Q: I think you’re being dramatic again.
A: Of course, being an overaffectionate mother doesn’t always end with fire and blood and blindness. But it does end badly. If coddling sons doesn’t make them violent madmen, it most certainly weakens them. In fact, a boyish insult, used by the full-grown man Pye Henry Chavasse in his 1872 book on “the mental culture and training of a child,” stems from that very word: the “mollycoddle,” or as Chavasse put it:
Mollet-coddle. –A child should be encouraged to be manly and not be made a mollet-coddle. Some boys are brought up more like girls than boys—being tied to their mother’s apron-strings: such boys are deeply to be pitied, and are quite unfitted for the rough world they will have to struggle in.
Chavasse has another good name for weak feminine boys, since classics like sissy, wuss, pantywaist, and wimp weren’t in vogue yet. He has quite a few, as only a boy named Pye would have to stockpile.
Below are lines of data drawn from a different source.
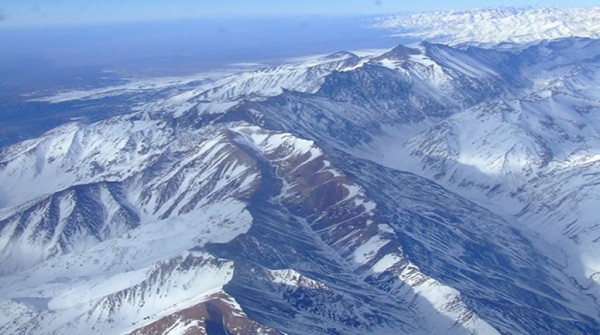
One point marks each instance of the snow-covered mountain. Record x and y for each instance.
(422, 190)
(496, 25)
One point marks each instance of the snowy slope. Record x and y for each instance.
(496, 25)
(275, 201)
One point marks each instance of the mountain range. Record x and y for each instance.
(424, 189)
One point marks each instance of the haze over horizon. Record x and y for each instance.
(68, 12)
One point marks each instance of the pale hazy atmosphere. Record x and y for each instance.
(299, 167)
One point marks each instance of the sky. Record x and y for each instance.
(60, 12)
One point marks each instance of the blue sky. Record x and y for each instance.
(52, 12)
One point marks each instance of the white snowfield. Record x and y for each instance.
(109, 227)
(496, 25)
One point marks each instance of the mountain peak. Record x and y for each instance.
(492, 26)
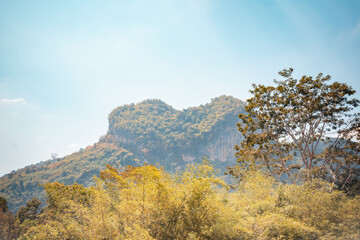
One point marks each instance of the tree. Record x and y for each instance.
(300, 128)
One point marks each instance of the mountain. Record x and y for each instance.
(150, 131)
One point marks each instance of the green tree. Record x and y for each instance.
(287, 129)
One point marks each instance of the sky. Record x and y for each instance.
(65, 65)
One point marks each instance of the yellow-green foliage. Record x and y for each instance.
(147, 203)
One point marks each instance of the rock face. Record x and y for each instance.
(157, 133)
(150, 131)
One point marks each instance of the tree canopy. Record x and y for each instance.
(301, 128)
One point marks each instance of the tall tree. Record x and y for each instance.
(287, 126)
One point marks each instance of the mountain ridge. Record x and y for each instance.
(150, 131)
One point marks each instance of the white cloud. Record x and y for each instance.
(15, 100)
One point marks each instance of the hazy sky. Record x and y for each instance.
(64, 65)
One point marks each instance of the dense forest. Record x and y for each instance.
(150, 131)
(148, 203)
(293, 179)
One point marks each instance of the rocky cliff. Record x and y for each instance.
(150, 131)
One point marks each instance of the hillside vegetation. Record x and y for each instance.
(148, 203)
(150, 131)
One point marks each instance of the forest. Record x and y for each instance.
(297, 176)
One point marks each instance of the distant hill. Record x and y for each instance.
(150, 131)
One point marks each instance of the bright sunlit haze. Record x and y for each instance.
(65, 65)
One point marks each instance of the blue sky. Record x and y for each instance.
(64, 65)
This one is Shakespearean!
Milk Sop. –A child who is brought up a milksop is not well fitted for this rough world of ours…he should be brought up rather hardily, than otherwise; he should be made to rough it; to live on plain, simple fare; and to be more than half his time in the open air.
That’s right. A hardy boy should feel the cold on his shoes, the growl for porridge in his lean belly, and the wind whipping right up his tiny pretty dress.
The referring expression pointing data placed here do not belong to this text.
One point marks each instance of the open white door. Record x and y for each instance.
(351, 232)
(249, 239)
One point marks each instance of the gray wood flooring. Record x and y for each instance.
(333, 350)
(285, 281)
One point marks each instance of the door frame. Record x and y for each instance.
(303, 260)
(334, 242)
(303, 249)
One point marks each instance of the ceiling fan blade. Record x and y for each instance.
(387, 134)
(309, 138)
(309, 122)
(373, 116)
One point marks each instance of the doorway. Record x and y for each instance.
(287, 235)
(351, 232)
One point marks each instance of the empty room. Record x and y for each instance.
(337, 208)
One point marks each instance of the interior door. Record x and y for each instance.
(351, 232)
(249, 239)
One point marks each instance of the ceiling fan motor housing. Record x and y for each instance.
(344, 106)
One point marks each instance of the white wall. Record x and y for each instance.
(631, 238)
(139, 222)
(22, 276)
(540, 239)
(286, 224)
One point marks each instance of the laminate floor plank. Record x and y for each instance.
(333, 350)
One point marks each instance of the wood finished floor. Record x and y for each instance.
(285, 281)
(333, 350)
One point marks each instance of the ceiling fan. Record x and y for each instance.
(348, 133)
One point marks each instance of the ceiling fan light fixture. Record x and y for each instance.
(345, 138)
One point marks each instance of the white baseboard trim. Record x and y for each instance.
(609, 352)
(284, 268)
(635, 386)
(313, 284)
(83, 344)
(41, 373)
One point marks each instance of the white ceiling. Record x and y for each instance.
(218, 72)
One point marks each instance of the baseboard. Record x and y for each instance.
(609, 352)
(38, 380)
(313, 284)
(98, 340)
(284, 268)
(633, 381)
Q: I wish you’d pick an insanely bigoted perspective and stick with it. Dresses? I put my boy in dresses? And it won’t damage his little man-psyche?
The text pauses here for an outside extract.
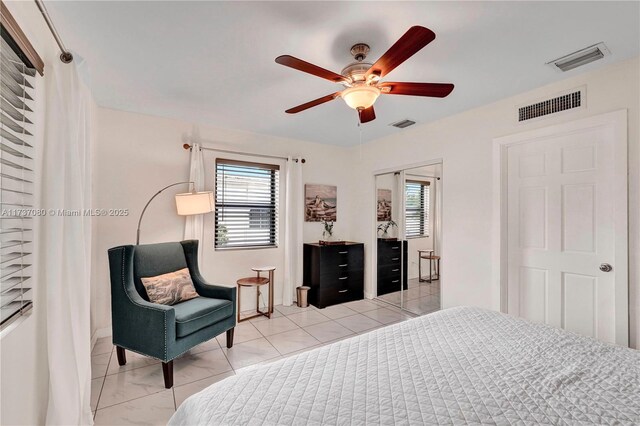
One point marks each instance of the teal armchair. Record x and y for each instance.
(161, 331)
A: You mean like it damaged these poor children? Oh wait, I’m sorry. I meant to display pictures of transvestite serial killers here but I somehow mixed them up with the ones of boys who grew up to alter the course of history through their strength and intelligence.
The little-boys-wearing-dresses thing… It wasn’t really a dress. It was “this small human poops himself daily, changes clothing size monthly, and the soft cotton stretchneck snap-crotch onesie with his mom’s favorite 1980s punk band emblazoned on the front doesn’t exist yet” garment. (Thankfully, neither did the ones that say “Bad Mother-Sucker” or “Made in Vachina.”)
Smocks are easy to sew, easy to flip up for a diaper change, and allow room to grow. A toddler’s bathroom and table habits, as well as their tendency to fall a lot, account for the predominance of white in baby and toddler smocks. They were filthy little creatures, bless them. Bleaching made white easiest to clean. But for fancier occasions, a boy needed a more impressive frock.
In an 1895 edition of the parenting periodical Babyhood; The Mother’s Nursery Guide, mothers wrote letters to the editor in answer to the question of what a baby boy should wear. A mother from Hackensack, New Jersey, described the masculine touches that made her toddler’s ensemble fit for a boy:
This little boy is sturdy and well grown for two years of age, and wears little dresses made of pique [heavy weave cotton] and other washable materials of heavy weight. The dresses are all in one piece, buttoned in the back. The waist part is perfectly plain, with a neat turndown collar, and the sleeves are full and gathered into a plain turned-over cuff. The skirt part is pleated and sewed to the waist, and where the two parts join, the little boy wears a belt, either of russet leather or of the dress material stiffened.…There is no trimming of any kind; the dresses are easily washed, and their small wearer, in spite of baby chubbiness, looks what he is—a boy.
Other mothers made minor variations, replacing white pique with flannel in colder weather or using the term “kilt” instead of skirt, and, yes, there were a few who couldn’t help embroidering flowers and using pearly buttons on their boy’s pretty dresses. But most mothers agreed that a simple design was best, made of sturdy cloth that was easy to remove and wash, with tidy lines and belts to cinch the most adjustable garment in history.